Continuação da crónica "O assassinato de Sócrates" do livro: "Crónica dos dias bons" de Mário Anacleto
"Transcendentes os negócios do Estado, não podem passar sem mim, pensa o político de formação maquiavélica. Não podem passar sem mim porque eu sei governar a cidade, eu sei como tornar-me príncipe numa república… muito mal acham ao filósofo quando frequentemente lhes diz na cara que “o sapateiro não deve passar além da chinela!... Ao decidir o que devo fazer não tenho de dar ouvidos a nada a não ser à razão que tenho comigo, um ´dáimon´ que me fala, uma intuição lógica cujo contributo não devo desperdiçar. Faço aquilo que, depois de muita reflexão, me parece ser o melhor: o homem tem de se servir da sua própria visão interior para distinguir o bem do mal e não deve deixar-se guiar por aqueles que lhe dizem ser boa uma determinada acção”. Os detentores da verdade oficial cuidam que isto é indício firme de corrupção na cidade e no seu governo e em todas as esferas onde se incutem estas ideias e opiniões divergentes.

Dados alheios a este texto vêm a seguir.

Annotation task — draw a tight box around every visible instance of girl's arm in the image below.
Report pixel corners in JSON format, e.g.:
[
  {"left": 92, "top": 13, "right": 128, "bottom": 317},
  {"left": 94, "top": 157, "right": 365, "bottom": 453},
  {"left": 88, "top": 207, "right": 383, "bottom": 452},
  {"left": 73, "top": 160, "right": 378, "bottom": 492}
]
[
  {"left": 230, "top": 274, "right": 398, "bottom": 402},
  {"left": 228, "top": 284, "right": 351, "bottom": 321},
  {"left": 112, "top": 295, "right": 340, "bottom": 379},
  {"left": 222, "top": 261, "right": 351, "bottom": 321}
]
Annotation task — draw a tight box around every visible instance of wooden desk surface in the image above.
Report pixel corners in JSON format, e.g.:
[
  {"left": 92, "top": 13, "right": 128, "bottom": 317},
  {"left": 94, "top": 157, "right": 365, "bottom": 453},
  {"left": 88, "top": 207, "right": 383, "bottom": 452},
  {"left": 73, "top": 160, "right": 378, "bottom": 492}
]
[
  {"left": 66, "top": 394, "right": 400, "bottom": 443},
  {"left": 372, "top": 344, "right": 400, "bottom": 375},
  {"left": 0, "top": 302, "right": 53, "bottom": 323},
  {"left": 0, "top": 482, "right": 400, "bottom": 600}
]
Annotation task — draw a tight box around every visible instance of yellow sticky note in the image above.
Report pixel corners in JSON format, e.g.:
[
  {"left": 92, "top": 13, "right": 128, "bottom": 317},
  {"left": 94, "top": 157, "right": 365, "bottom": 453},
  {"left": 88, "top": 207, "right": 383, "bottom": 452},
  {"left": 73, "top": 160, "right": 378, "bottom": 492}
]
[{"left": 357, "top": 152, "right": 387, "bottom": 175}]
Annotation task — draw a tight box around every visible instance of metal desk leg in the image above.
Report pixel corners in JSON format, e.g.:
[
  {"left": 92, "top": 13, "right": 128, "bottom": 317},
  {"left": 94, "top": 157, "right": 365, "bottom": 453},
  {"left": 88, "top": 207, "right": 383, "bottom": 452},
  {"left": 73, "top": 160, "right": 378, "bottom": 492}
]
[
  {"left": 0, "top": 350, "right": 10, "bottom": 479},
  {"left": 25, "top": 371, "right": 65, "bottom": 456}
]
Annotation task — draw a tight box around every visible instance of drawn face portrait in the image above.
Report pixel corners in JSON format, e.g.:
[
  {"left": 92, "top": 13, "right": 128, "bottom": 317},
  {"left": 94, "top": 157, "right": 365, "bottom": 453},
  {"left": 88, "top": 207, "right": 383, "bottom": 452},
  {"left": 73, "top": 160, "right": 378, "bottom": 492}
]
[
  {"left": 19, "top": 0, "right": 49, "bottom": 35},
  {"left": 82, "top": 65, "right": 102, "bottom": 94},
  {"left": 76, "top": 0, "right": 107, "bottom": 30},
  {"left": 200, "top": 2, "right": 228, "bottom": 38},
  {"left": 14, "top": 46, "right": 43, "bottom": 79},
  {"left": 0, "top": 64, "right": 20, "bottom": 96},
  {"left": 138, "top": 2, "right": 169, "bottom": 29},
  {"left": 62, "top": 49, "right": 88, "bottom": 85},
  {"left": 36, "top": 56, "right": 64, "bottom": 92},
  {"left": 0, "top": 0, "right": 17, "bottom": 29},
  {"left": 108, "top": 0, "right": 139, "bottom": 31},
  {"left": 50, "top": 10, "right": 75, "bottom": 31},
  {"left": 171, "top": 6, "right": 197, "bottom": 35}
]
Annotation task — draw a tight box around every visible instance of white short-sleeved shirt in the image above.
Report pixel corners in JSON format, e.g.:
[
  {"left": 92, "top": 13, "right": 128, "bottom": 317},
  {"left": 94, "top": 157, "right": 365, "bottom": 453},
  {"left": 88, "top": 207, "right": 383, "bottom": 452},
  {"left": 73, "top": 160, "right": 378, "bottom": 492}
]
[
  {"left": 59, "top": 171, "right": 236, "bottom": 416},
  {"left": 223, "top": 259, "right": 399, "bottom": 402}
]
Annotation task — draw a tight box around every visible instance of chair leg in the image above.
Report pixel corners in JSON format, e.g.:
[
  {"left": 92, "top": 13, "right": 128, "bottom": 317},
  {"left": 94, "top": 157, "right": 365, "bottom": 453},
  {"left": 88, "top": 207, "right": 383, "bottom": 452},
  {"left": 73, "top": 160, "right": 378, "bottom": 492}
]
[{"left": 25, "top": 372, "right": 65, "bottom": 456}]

Mas Sócrates insiste “ O artífice sabe o que tem de fazer e onde e como o deve fazer. Pode dar um relato claro do seu conhecimento e todas as suas acções estão inteligentemente relacionadas com o seu intuito. Os estadistas e os poetas não têm um tal conhecimento do verdadeiro sentido da vida púbica ou privada e nem sequer reconheciam a necessidade dele. Para uma recta conduta, são necessários conhecimentos claros. Ninguém pode ser conscienciosa, e consistentemente bom em saber o que é a bondade”.
Perante tão lúcida constatação e partindo do pressuposto que as coisas são como são mas que dever ser quase sempre como devem ser, isto é, a realidade viva e a ética viva de braço dado, é de perguntar se é lícito deixar que os políticos façam aquilo para que não estão preparados? É lícito permitir que ascendam ao topo da administração da coisa pública se nem contas sabem fazer? Se o que apenas querem é deixar estátuas e guerras, medos e instabilidade entre as pessoas, entre os estados que dizem governar? Que faríamos nós ao carpinteiro que não soubesse afeiçoar a madeira, segurar as partes de uma estrutura, ensamblar um conjunto de peças que constituam um todo?"